Bishop and Christian*, July 2016

You Are What You Read (Part 2)

Last month, we considered the goal of the Scriptures in giving us Jesus and transforming us into His Image—not so much by how we read the Scriptures, but by how they read us into the salvation story of the Father and the Son and the Spirit. They read us by the Law, then they read us into the Creed through creation, the Son becoming man, and the Spirit creating faith to trust what Jesus has done for us. We are taught how to pray, and we learn how God has chosen to give us Jesus with His saving work from cross and empty tomb through Baptism, Absolution, and Supper. Then we are sent back out into the world, having received the Love of God in Christ, to serve our neighbors in love by what God has given each of us to do (vocation).

With the Small Catechism as an outline of the Christian life, we can begin to evaluate the various interpretations of the Scriptures we encounter when we read anything, and particularly interpretations given by various Christian authors and books. It strikes me that members of Lutheran congregations are often wary of Roman Catholic theology and authors (and rightly so, since Roman theology departs at key points from the Scriptural witness). You will rarely find a member of a Lutheran congregation reading “popular” (in the sense of being for lay people) Roman Catholic books. But those same congregation members are not nearly as hesitant to read books written from various Protestant traditions, particularly Baptist and non-denominational. And yet, books written by Baptist or Pentecostal authors are just as contrary to the Lutheran confession found in the Small Catechism as books written by Roman Catholic authors (sometimes even more so, since they often ignore or deny the Sacraments altogether). It is a sad state of affairs when members of a Lutheran congregation are more familiar with the latest Christian best-seller than they are with the documents contained in the Book of Concord (which, according to every LCMS constitution, is the basis for all we teach and do!).
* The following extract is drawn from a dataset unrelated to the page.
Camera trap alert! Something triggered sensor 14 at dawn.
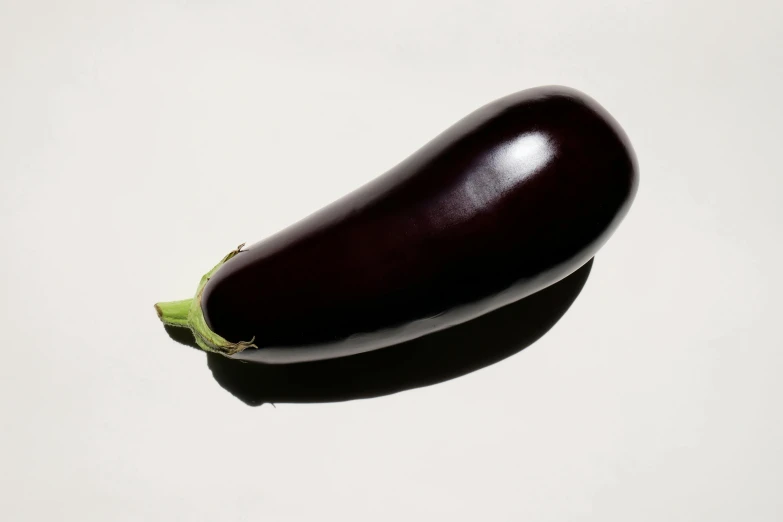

Certainly, books from other traditions can teach us about reading the Scriptures; about how those traditions approach the Bible; and, sometimes, how not to read the Scriptures. But if what we consume is mostly or completely books that are written from outside the Lutheran confession, we will not be shaped and formed into the Catechism’s picture of what a Christian life looks like. It would be, in that case, like knowing what health and fitness look like, and then sitting in front of the television eating only pizza and candy bars, while drinking only soda. It will only take you farther from the goal. If we are reading far more from non-Lutheran authors and teachers than from Lutheran ones (which, of course, is not an endorsement of every Lutheran author, or a dismissal of every non-Lutheran one), well…we are what we read.

This is an encouragement and a plea to return to (or look for the first time!) at the basic documents of the Lutheran confession, and to evaluate all other teachers of the Scriptures from that point of view. You can find them all online at bookofconcord.org, or you can get a helpful edition such as Concordia: The Lutheran Confessions (A Reader’s Edition) from Concordia Publishing House. After the Small Catechism, I would move to the Large Catechism (originally written for pastors to be able to teach their people), and then to the Augsburg Confession, its Apology (Defense), and the Formula of Concord (the document that unified Lutherans after Luther’s death). You are what you read. Make sure, then, that what you read is giving you the true Scriptural view, and not a stunted or truncated view of what the Scriptures teach.

Pr. Winterstein

*St. Augustine (354-430 AD), Bishop of Hippo in North Africa, said, “For you I am a bishop [overseer]; with you I am a Christian.”